# An egg-white omelet...



## Constance (Jun 30, 2005)

SAVORY OMELET  
3 lg. egg whites
2 tbsp. nonfat dry milk powder
1 tbsp. chopped cilantro
1/8 tsp. salt
Pinch of pepper
Pinch of turmeric
1/4 c. shredded lowfat Cheddar
FILLING:
3/4 c. thinly sliced onion
1/2 c. thinly sliced green pepper
1 sm. garlic clove, crushed
2 tbsp. water
2 plus tomatoes, diced
Beat egg whites, milk, powder, cilantro, salt, pepper and turmeric in medium bowl until frothy. Spray medium non-stick skillet with vegetable cooking spray and heat over medium heat. Add egg mixture, swirling pan so that bottom is completely coated. When eggs begin to set, sprinkle with cheese, then spoon half the filling down the center. Cook until bottom is golden and cheese is melted, 1 minute more. Run spatula around edges of omelet to loosen. Starting from one end, fold into thirds; turn onto plate. Spoon remaining filling over top.

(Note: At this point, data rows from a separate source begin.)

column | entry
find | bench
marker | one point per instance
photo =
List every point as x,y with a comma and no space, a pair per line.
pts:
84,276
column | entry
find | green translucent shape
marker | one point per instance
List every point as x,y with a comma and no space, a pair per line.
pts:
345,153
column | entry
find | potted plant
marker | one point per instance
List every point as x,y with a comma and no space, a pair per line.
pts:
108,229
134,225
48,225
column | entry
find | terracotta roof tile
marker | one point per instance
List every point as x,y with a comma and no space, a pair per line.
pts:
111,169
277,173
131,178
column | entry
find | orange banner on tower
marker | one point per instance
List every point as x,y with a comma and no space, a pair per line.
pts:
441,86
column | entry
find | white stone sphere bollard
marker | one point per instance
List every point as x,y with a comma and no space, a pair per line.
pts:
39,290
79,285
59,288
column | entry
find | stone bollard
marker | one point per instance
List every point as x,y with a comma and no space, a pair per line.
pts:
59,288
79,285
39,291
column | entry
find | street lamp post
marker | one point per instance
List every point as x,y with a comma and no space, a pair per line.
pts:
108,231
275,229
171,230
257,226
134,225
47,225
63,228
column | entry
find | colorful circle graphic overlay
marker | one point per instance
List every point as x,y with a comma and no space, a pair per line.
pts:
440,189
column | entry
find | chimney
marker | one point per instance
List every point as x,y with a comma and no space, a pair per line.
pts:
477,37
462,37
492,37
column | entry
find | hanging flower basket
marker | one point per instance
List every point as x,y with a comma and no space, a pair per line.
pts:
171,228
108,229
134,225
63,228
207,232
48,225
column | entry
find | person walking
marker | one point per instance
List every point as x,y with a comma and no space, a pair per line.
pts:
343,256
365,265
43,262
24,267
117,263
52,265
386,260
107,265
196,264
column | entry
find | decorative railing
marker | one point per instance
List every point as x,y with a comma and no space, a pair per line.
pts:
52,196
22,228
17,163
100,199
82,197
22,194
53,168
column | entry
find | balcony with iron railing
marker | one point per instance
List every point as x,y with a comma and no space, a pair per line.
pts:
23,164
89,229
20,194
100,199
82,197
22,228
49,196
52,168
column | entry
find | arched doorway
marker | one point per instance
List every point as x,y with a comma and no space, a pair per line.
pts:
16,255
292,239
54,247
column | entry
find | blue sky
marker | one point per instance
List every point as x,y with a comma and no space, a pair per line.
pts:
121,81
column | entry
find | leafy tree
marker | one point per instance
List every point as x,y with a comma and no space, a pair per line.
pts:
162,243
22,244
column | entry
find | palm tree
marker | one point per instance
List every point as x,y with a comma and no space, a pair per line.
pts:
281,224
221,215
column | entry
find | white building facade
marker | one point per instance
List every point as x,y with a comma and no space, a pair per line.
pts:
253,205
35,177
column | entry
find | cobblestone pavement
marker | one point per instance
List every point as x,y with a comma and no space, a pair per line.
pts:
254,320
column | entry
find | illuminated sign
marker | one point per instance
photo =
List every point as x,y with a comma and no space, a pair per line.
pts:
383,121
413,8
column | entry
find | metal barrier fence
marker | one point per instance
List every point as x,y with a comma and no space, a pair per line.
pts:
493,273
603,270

FILLING: Spray medium non-stick skillet with vegetable cooking spray and heat over medium-high heat. Add onion, green pepper and garlic; cook, stirring 30 seconds. Add water, cover and cook 2 minutes. Add tomatoes; cook covered until vegetables are tender and some of the liquid is evaporated, 1 1/2 minutes. Discard garlic. Season with salt and pepper.


----------